Vietnam has been looking at green-lighting corporate PPAs for over two years, but a promised pilot program has been delayed repeatedly and may now only start early next year. China is piloting such schemes in some provinces.
Wholesale power markets that provide visibility of spot electricity prices will also be important, as they allow consumers to better grasp the price savings that renewables provide, Vasconcelos said.
Only Singapore and the Philippines have well-developed wholesale markets in Asia, according to a 2020 report by Hong Kong-based consultancy Lantau Group.
A single-buyer system helps promote infrastructure development and makes it easier for governments to enact policies, a study by the Economic Research Institute for ASEAN and East Asia had said in 2015.
Liberalising electricity grids remains a technical issue, said Dr David Broadstock, senior research fellow at the National University of Singapore’s energy studies institute.
“I think it is fair to say that the single buyer arrangement is not preferred. Fundamentally, the idea of a multiple buyer arrangement has merit in many ways, but the complexity of realising those merits is not to be ignored,” he said, adding that such arrangements will require technology like smart meters, fast computers and two-way transmission systems.
Asian power markets may start trialling such equipment within 10 years, but large scale peer-to-peer electricity trade would likely take longer, Broadstock said.
A well-developed regional grid will help improve energy resilience in Asia, and open up more opportunities for the development of renewables, Vasconcelos added.
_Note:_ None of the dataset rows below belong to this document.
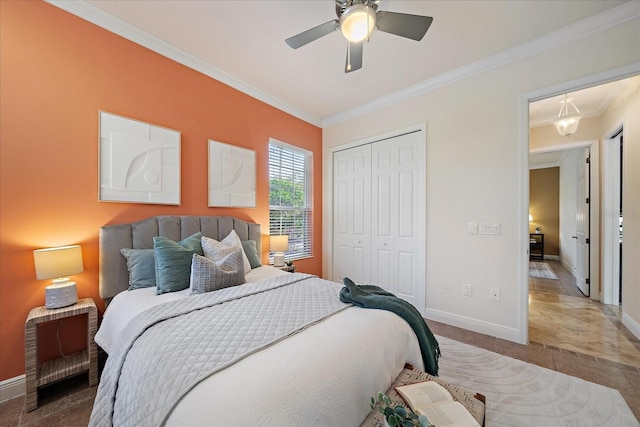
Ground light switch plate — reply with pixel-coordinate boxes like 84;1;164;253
480;222;500;234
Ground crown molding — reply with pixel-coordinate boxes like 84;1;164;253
45;0;322;127
45;0;640;127
322;1;640;127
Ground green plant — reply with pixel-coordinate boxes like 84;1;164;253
371;391;435;427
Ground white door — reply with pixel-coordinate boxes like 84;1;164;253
576;148;590;296
371;132;426;312
602;132;622;305
333;145;371;283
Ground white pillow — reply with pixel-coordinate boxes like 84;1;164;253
189;248;245;294
201;230;251;274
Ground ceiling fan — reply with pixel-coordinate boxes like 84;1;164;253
285;0;433;73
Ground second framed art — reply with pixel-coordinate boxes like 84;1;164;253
208;139;256;208
98;111;180;205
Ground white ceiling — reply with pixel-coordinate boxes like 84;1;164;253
50;0;633;125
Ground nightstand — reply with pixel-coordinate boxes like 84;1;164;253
24;298;98;411
276;264;296;273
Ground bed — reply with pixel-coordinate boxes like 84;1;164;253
91;216;423;426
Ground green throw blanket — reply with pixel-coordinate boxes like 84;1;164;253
340;277;440;376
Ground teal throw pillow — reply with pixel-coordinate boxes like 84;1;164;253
153;232;203;295
242;240;262;268
120;248;156;291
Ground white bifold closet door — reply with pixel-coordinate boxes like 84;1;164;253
333;130;426;313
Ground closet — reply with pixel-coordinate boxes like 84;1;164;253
333;128;426;312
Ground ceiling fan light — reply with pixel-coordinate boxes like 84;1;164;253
340;4;376;43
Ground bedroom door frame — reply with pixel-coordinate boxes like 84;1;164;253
517;62;640;344
602;123;624;305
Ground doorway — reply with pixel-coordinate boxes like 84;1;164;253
526;73;633;351
602;127;624;305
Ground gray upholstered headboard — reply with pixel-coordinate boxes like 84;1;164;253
100;215;262;300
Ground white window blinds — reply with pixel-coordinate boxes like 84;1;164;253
269;139;313;261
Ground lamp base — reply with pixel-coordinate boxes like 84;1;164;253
44;282;78;309
273;252;284;267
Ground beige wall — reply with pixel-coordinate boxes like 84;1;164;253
323;12;640;342
529;167;560;256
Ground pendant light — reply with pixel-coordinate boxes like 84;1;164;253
553;94;582;137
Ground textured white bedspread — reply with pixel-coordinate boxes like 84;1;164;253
95;266;290;354
96;267;423;426
167;307;423;427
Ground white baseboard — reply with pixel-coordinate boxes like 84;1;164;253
0;374;27;403
622;312;640;340
425;308;522;344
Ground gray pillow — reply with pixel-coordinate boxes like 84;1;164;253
242;240;262;268
190;248;244;294
120;248;156;290
153;231;202;295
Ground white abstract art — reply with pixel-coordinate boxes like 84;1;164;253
209;140;256;208
99;111;180;205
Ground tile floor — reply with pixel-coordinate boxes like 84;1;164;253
0;262;640;427
529;261;640;371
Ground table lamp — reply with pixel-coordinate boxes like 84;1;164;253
269;235;289;267
33;245;84;309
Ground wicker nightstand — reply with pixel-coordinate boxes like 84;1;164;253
24;298;98;411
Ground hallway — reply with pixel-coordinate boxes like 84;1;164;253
529;260;640;368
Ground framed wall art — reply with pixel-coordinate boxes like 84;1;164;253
209;139;256;208
98;111;180;205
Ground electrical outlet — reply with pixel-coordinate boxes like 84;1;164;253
462;284;473;297
480;222;500;234
467;222;478;234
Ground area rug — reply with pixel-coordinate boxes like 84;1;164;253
529;262;558;280
437;336;639;427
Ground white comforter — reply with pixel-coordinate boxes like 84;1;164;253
96;267;422;426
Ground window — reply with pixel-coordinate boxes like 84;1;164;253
269;139;313;261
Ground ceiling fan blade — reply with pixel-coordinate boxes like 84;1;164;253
376;10;433;41
285;19;340;49
344;42;364;73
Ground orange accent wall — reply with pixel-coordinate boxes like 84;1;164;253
0;1;322;380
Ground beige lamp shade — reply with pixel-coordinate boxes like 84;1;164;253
33;245;84;280
269;235;289;267
33;245;84;309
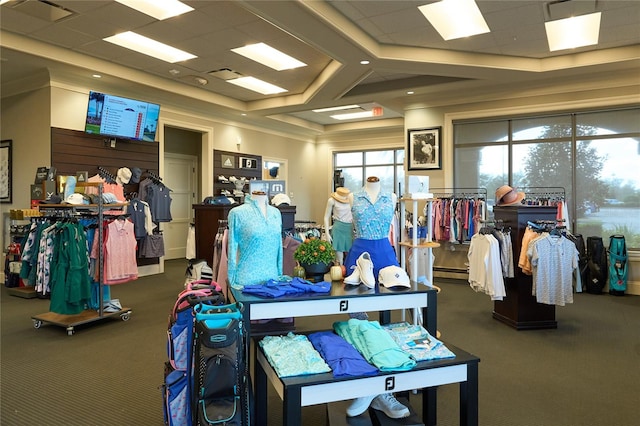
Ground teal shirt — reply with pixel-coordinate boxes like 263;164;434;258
227;196;282;289
351;190;395;240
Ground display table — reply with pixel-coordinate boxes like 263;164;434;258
231;282;480;426
230;282;437;337
255;338;480;426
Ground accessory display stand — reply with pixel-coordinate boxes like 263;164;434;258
398;198;440;323
493;205;558;330
31;182;131;336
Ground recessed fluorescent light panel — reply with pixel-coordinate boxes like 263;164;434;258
331;111;373;120
226;77;287;95
544;12;600;52
312;105;360;112
116;0;193;21
103;31;197;64
231;43;307;71
418;0;490;40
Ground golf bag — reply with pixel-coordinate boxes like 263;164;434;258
567;234;589;292
608;235;628;296
162;280;225;426
585;237;607;294
193;303;253;426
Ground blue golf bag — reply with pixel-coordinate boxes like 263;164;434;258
608;235;629;296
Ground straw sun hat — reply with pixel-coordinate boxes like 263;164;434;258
496;185;525;206
331;186;351;203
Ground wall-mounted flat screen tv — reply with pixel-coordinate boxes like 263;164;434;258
85;91;160;142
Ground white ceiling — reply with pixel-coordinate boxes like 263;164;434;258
0;0;640;134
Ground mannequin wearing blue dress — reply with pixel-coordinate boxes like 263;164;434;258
227;191;282;289
345;176;398;279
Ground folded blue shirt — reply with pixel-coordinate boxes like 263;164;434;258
242;277;331;298
308;331;378;377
A Southeast Asia-wide power grid has been in the works for 25 years, but cross-border electricity trade has thus far mostly involved Laos selling its abundant supply of hydropower to its neighbours. Singapore joined this trade in June.
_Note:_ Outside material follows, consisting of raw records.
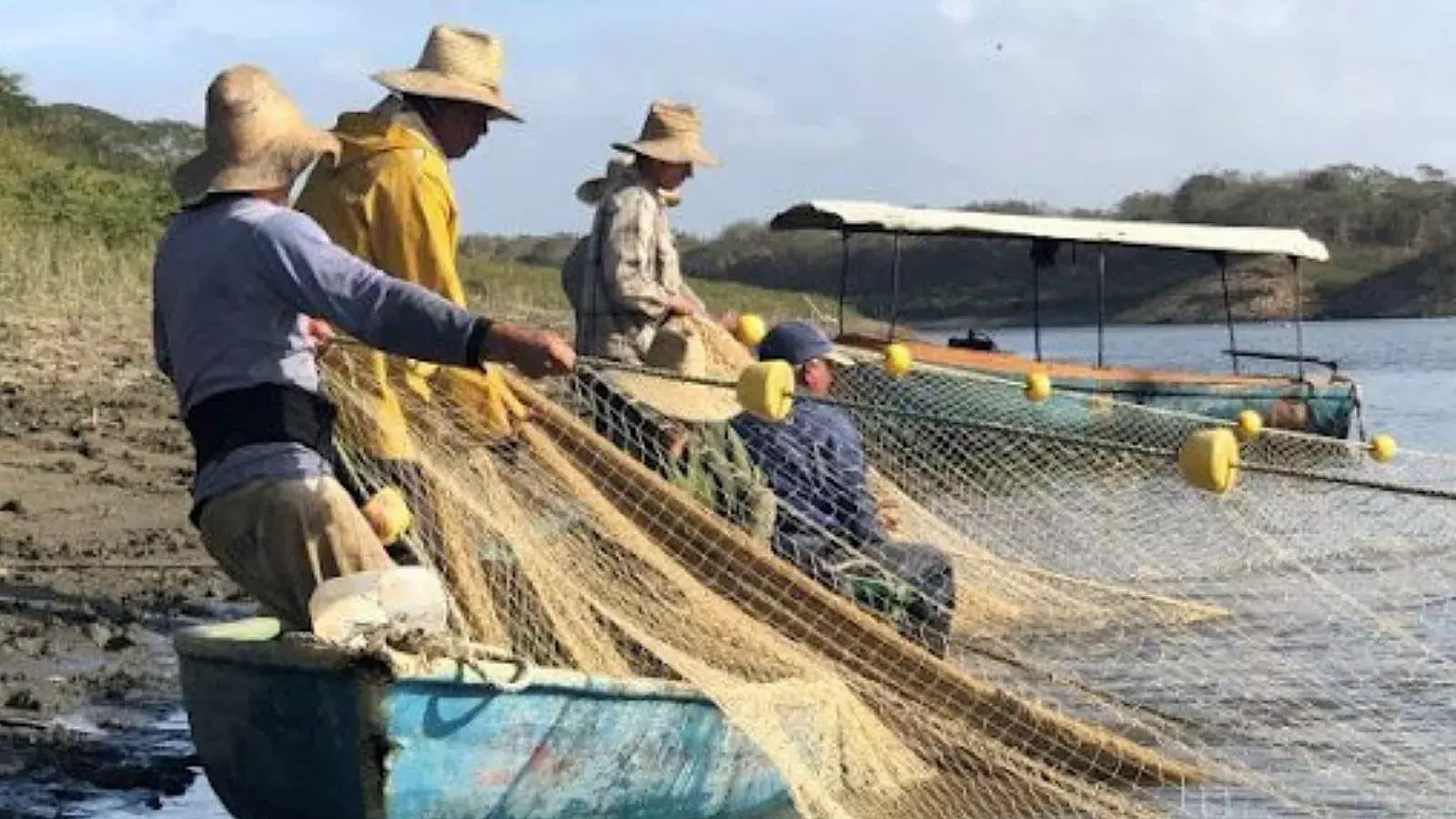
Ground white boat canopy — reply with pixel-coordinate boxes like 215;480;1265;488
769;199;1330;262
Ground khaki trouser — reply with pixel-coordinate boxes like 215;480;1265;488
199;478;395;628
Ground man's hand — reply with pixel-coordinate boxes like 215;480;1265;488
878;499;900;535
298;317;335;356
667;293;697;317
485;322;577;379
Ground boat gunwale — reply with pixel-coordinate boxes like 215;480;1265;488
834;332;1354;389
173;616;712;705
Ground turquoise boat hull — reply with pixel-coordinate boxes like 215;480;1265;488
175;618;791;819
840;337;1360;444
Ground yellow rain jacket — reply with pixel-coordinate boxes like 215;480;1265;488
296;100;522;460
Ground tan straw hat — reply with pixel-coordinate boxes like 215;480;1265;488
371;25;521;123
172;66;339;203
612;100;721;167
613;320;743;422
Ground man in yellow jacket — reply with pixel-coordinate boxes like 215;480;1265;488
296;25;541;553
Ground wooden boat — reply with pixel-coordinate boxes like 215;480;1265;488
770;201;1360;440
175;618;809;819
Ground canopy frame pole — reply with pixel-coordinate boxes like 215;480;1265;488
1031;239;1058;361
839;230;849;335
1289;257;1305;380
1097;242;1107;369
1213;250;1239;375
885;232;900;341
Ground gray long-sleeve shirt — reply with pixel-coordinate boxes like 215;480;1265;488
153;198;488;502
Singapore has been seeking proposals to import 30 per cent of its electricity from low-carbon sources in the region, but the plan has been rebuffed by export bans on renewables from Malaysia and Indonesia.
Local governments need to “see that the industry is there and is ready to support” regional clean energy trade, Vasconcelos said.
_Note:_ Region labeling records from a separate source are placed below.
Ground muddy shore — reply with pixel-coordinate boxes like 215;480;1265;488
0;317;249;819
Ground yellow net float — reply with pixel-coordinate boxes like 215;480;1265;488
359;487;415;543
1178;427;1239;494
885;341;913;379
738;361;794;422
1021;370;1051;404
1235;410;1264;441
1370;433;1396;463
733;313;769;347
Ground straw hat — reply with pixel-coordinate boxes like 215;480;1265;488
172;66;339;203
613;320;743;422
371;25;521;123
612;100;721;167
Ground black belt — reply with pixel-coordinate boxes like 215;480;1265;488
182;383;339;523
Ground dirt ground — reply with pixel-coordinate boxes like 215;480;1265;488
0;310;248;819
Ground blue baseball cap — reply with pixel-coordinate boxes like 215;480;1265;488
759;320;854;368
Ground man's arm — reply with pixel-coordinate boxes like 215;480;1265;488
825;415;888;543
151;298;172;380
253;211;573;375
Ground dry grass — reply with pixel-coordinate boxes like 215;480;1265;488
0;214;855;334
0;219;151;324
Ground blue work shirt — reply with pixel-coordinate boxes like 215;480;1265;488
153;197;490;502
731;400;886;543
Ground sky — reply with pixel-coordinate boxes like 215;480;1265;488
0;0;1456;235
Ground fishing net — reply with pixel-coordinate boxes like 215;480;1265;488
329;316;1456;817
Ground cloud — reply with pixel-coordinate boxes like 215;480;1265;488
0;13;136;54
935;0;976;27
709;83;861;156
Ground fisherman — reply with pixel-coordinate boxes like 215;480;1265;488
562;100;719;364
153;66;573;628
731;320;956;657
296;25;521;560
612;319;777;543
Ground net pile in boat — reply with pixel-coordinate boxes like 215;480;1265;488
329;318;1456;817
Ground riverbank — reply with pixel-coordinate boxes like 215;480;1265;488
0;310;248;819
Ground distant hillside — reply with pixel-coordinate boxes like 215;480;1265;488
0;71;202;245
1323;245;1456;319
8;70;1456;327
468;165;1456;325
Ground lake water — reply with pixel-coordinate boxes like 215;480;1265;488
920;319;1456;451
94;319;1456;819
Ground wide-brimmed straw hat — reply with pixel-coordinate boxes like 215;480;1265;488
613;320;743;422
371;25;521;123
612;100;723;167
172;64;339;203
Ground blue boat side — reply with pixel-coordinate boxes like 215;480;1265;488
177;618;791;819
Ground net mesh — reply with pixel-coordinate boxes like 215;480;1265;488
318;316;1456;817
A rise in “energy nationalism” will make geopolitical negotiations harder, Broadstock said. The past two years have been marked by conflicts in energy trade, due to both Russia’s invasion of Ukraine and soaring energy demand after Covid-19 lockdowns. However, the effect on renewables would be mitigated by stronger climate ambitions overall, Broadstock added.
Vasconcelos was providing business updates for EDPR at a media event on Thursday (8 September). He said the firm is expected to secure one gigawatt of wind and solar capacity in Asia Pacific by the end of the year, up from about 0.7 gigawatts today.
The firm announced a US$284 million purchase of two solar projects in Vietnam totalling 200 megawatts from Vietnamese firm Xuan Thien Group.
EDPR is the fourth-largest renewable energy producer globally. It acquired a majority stake in Singapore solar firm Sunseap earlier this year to grow its Asian presence, and has said it would invest up to S$10 billion (US$7 billion) in Singapore by 2030.